Third, there are multiple definitions of what constitutes a violation of territorial sovereignty when it comes to cyber operations. The three main perspectives are:
- Any cyber operations penetrating a foreign system or producing effects over it constitute a violation of sovereignty. This is, for instance, the French approach.
- A cyber operation penetrating a foreign system constitutes a violation of sovereignty only if it meets a threshold of harm. This is the approach adopted in the Tallinn Manual 2.0 and by the United States.
- Territorial sovereignty cannot be breached by a cyber operation unless it constitutes a violation of the principle of non-intervention. This is, for instance, the British approach.
This is just one example of the diversity of opinions on issues related to international law and cyberspace.
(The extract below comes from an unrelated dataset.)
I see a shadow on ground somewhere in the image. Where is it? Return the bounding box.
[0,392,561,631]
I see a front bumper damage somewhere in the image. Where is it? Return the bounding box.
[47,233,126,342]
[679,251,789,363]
Similar discussions surround, for instance, the definition of the use of force in cyberspace and whether cyber operations that don’t cause physical damage can still amount to a prohibited use of force.
Mind the Gap
Some states and commentators have suggested that the challenges of this situation would be best addressed by an international treaty, given the unique characteristics of cyberspace and the variety of different interpretations of how international law should apply to it. Cuba and Russia, for example, argued as much in their comments on the OEWG pre-draft report. The adoption of a new legally binding instrument may be justified in the future, after the international community identifies specific problems and gaps that cannot be solved by the lex lata (existing law). Then, it will be necessary to decide whether filling these gaps is best left up to the states, unilaterally, or best addressed by the adoption of new consensual rules or principles of international law or non-binding agreements.
The European Union and its member states have made their position on the applicability of existing international law to cyberspace clear. They have also repeatedly expressed their view that a new treaty is not needed on these matters.
While individual member states retain full control over issues pertaining to their national security – and the interpretation of international law is at the core of many such decisions – the EU can do more to set an example for the rest of international community. The recent Declaration by the High Representative Josep Borrell, on behalf of the European Union, on malicious cyber activities exploiting the coronavirus pandemic is an interesting step in that direction. By calling upon every country to exercise due diligence, an international law principle, the EU and its member states shift the burden of responsibility for action from a hypothetical responsible actor (with all the political frictions implied) to the state. States must take all necessary and feasible measures to mitigate and stop cyber operations using their territory, regardless of whether the cyber operation is perpetrated by the state where it originates, another state or a non-state actor. To go further, the EU could, for instance, provide a platform for a collective effort to clarify member states’ views on how the rules and principles of international law apply to cyberspace. Such efforts have been already undertaken in less integrated regions, such as Latin America, where the Organisation of American States took steps to map the views of its members. Such an exercise would make the EU as the whole better prepared to promote its positions internationally and strengthen its image as a global player committed to “upholding, updating and upgrading the rules-based global order“.